According to a new report by the nonprofit, nonpartisan organization Every Child Matters Education Fund (ECMEF), where in the United States a child is born and raised can determine his chances of living to adulthood, as well as his quality of life throughout childhood. The report, called “Geography Matters: Child Well-Being in the States,” compared all 50 states based on several well-being standards, including lack of access to prenatal care, premature deaths, malnutrition, poverty, child abuse, teen birth and teen incarceration.
The report revealed stark disparities between the bottom states, which include Louisiana (50); Mississippi (49); New Mexico (48); Oklahoma (47); Texas (46); and South Carolina (45), and the top states, which include Vermont (1); Massachusetts (2); Connecticut (3); Rhode Island (4); and New Hampshire (5). Youths in the bottom states are:
- Up to three times more likely to die before adulthood
- Five times more likely to be uninsured
- More than twice as likely to receive inadequate prenatal care
- Eight times more likely to be incarcerated
- More than twice as likely to live in poverty
- Almost seven times as likely to die from abuse and neglect
- Twice as likely to become pregnant in the teen years
How the nation arrived at this point is a complex issue, but what it mostly boils down to is access to services, says Michael Petit, the author of the report and founder of ECMEF. “The differences between states speak to a wide variety in supports and interventions,” he says.
And it's the delivery of those services that makes this such a politically heated issue.
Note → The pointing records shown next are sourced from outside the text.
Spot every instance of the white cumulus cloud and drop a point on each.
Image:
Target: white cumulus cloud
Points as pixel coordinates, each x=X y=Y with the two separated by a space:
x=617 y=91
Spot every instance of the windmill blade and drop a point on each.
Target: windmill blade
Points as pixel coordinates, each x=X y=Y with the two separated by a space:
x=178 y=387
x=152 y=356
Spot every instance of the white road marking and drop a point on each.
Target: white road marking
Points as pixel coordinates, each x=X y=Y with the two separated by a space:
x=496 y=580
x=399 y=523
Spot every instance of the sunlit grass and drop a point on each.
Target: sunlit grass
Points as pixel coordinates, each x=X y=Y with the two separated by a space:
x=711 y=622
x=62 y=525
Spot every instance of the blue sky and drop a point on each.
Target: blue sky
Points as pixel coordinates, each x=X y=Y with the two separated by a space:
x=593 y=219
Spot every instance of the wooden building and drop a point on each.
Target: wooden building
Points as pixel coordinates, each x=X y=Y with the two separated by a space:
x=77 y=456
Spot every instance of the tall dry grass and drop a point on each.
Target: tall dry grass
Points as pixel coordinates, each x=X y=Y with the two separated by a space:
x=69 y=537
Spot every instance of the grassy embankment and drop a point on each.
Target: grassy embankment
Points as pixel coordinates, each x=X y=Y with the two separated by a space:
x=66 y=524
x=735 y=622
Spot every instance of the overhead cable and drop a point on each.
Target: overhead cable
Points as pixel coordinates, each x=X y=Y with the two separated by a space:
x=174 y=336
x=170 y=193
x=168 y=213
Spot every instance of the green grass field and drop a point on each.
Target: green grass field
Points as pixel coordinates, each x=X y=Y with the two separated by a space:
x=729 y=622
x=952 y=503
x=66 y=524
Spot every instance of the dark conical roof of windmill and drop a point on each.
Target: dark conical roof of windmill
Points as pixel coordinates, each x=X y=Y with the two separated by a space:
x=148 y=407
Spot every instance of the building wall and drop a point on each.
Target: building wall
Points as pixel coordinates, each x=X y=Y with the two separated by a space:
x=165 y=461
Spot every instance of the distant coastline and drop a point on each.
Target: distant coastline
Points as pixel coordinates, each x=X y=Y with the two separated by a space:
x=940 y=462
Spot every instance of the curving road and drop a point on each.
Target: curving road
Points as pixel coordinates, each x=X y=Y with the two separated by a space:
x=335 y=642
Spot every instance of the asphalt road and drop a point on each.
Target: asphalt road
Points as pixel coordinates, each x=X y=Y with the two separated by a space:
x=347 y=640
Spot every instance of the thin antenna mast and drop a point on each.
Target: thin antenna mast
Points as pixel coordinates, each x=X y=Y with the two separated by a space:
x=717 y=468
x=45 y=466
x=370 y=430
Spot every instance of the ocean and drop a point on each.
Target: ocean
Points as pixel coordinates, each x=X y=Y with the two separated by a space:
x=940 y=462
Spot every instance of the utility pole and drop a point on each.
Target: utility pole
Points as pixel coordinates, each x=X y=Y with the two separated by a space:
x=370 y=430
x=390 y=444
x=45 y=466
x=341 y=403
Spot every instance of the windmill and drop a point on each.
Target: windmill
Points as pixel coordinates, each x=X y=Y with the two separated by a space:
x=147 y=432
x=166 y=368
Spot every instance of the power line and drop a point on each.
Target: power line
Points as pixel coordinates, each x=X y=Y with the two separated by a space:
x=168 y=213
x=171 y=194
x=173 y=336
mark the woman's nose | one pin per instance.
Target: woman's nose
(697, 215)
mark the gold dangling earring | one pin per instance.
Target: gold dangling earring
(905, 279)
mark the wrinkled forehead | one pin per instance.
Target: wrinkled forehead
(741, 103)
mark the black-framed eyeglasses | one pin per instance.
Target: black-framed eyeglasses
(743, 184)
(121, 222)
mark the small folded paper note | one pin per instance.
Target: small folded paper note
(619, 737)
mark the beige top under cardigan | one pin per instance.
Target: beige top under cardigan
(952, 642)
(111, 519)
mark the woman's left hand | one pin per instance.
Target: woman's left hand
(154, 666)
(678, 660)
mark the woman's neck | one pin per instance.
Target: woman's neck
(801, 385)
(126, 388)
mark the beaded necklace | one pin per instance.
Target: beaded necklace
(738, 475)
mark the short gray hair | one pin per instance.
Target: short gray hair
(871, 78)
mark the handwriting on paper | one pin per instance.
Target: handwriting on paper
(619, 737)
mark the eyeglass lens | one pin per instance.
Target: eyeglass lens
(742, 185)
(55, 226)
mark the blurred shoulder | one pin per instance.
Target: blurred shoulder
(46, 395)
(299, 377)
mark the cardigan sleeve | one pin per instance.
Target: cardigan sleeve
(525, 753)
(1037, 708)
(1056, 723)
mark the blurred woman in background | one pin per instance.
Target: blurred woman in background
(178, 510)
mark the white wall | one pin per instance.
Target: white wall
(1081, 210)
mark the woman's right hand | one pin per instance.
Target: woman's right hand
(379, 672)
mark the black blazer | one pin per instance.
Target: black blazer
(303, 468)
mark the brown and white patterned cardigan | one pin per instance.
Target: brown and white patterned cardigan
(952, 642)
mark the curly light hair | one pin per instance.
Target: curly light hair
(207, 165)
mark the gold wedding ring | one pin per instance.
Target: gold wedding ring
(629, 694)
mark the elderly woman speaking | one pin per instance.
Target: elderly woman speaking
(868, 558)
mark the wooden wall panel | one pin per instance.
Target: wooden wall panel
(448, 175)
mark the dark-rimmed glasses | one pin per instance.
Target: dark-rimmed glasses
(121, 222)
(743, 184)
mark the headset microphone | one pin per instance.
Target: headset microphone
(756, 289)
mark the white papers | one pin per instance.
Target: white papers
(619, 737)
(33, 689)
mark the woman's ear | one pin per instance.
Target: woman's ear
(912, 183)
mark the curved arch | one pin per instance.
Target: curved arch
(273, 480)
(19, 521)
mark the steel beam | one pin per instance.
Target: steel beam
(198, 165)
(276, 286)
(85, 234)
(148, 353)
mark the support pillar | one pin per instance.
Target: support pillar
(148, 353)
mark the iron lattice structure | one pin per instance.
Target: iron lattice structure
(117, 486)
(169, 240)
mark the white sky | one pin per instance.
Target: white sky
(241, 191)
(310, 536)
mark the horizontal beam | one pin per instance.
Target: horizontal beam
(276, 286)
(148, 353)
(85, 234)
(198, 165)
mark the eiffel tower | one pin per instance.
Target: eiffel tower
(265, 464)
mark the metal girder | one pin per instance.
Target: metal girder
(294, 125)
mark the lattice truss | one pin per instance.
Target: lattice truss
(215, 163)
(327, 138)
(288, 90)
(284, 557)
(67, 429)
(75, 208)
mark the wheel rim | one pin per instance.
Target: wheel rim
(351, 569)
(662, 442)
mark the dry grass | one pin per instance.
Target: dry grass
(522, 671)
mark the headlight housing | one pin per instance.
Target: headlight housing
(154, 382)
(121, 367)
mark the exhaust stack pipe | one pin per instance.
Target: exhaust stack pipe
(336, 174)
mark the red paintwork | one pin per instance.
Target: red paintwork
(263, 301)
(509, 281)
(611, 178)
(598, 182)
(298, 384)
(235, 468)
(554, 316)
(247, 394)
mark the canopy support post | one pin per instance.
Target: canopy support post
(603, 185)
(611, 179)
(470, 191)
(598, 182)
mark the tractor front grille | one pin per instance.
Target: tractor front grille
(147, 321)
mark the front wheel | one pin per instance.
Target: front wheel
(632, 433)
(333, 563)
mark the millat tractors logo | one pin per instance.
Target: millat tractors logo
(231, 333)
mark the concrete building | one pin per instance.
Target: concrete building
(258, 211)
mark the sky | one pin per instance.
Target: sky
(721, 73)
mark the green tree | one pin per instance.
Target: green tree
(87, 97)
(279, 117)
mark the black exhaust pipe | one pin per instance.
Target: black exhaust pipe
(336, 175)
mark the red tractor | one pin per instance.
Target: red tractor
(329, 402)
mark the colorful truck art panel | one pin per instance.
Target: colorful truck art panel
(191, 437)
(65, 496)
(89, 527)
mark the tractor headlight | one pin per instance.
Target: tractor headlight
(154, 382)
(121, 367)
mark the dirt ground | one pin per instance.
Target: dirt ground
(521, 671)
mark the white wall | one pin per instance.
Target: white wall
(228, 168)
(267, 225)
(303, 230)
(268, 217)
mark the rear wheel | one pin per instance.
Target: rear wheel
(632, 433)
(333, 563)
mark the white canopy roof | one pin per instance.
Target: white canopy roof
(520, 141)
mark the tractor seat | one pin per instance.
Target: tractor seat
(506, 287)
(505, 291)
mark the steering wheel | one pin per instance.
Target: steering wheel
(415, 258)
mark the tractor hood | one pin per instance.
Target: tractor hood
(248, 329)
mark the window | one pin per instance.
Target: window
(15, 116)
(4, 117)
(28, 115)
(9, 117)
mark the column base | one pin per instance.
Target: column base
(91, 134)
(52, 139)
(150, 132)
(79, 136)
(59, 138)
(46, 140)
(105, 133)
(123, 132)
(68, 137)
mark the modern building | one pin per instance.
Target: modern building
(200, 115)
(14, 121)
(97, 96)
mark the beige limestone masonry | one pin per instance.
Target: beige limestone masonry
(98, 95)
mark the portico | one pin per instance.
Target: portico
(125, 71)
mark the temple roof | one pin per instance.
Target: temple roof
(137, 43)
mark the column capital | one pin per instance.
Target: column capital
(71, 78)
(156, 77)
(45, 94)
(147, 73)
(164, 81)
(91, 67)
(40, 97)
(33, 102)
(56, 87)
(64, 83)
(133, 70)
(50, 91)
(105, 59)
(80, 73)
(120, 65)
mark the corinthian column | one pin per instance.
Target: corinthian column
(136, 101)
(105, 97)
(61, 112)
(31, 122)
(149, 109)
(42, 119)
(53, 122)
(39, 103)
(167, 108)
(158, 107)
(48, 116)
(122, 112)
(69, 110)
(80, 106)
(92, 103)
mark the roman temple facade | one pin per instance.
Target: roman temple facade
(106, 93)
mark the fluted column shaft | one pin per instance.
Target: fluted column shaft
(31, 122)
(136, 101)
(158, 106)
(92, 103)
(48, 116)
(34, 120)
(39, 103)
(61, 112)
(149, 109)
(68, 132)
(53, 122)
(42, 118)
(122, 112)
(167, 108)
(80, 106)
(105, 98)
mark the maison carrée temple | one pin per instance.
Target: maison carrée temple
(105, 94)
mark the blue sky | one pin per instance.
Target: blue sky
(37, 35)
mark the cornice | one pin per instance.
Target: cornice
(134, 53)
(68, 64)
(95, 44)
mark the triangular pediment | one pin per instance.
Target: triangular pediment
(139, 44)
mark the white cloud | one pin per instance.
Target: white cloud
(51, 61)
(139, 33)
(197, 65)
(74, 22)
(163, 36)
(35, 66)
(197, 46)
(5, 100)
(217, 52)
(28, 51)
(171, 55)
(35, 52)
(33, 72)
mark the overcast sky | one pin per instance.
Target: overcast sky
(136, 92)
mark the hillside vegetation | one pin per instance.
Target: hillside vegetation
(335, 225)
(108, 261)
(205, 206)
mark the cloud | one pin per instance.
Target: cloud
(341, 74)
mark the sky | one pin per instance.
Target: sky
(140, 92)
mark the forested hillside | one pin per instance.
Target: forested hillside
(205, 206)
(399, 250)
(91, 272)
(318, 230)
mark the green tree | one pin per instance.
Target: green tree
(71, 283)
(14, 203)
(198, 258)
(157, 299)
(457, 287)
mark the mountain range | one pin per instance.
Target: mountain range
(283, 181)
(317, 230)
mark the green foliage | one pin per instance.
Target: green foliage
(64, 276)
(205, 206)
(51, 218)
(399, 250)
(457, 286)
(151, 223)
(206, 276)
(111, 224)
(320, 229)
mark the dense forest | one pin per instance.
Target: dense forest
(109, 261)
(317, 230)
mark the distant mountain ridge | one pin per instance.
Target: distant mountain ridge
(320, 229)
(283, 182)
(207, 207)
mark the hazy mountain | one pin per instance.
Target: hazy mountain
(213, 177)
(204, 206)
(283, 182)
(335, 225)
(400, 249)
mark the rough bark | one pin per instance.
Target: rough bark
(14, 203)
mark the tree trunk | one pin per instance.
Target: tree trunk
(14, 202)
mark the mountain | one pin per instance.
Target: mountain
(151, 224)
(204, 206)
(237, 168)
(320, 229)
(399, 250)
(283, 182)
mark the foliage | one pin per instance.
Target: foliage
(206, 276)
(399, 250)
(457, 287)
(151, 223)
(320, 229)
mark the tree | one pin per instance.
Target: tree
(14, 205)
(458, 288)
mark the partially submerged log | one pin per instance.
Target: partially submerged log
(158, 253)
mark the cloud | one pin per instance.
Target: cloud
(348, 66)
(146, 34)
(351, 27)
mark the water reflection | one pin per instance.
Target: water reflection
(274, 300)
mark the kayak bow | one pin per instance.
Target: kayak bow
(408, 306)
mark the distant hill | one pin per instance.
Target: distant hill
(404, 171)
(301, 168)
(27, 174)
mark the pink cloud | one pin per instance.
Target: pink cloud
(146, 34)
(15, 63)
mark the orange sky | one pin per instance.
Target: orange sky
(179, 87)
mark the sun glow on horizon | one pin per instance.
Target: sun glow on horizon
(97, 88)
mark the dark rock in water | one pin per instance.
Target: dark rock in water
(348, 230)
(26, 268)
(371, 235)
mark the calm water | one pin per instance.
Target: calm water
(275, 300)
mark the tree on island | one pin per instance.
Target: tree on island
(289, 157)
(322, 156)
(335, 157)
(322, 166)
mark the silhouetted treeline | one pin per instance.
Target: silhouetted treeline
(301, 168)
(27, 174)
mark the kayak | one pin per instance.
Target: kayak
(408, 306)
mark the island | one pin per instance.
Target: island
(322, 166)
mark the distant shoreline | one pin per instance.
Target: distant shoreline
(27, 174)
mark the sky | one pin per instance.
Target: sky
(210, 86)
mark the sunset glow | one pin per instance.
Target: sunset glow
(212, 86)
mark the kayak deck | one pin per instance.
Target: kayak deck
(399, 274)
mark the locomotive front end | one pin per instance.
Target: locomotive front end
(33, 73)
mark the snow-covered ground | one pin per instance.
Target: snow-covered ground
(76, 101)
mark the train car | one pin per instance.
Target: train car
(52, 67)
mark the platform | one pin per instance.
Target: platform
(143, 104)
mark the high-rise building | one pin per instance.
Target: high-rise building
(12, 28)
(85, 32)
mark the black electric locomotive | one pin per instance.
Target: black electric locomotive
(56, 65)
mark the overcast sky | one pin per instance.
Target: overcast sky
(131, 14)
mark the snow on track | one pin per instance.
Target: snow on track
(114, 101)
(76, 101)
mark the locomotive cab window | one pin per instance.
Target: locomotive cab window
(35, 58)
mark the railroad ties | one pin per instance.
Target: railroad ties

It's no coincidence that the states offering fewer services have a much higher population of minority children, according to T. Berry Brazelton, Ph.D., founder of Brazelton Touchpoints Center and clinical professor of pediatrics emeritus at Harvard Medical School. “Minorities and the poor are considered throw aways,” he says, arguing that our society tends to “pay attention to what's going on in the middle class.”
The depth and breadth of services offered has to do with the political culture that exists in the state, too. “The bottom states generally have a narrower view of the role of government in addressing social issues,” the report states, asking, “Are states unable to invest in children because they are too poor? Or are they poor because they fail to invest?” But, it's not just the states' fault, the report suggests: the disparities are also brought on by weak federal policies and declining federal investments in this area.
Petit acknowledges that some families do not reach out to, or are simply unaware of, the services provided to them. Case in point: every single child in the state of Vermont is insured, and that goes side by side with data that suggests Vermonters are much more likely to take advantage of Medicaid.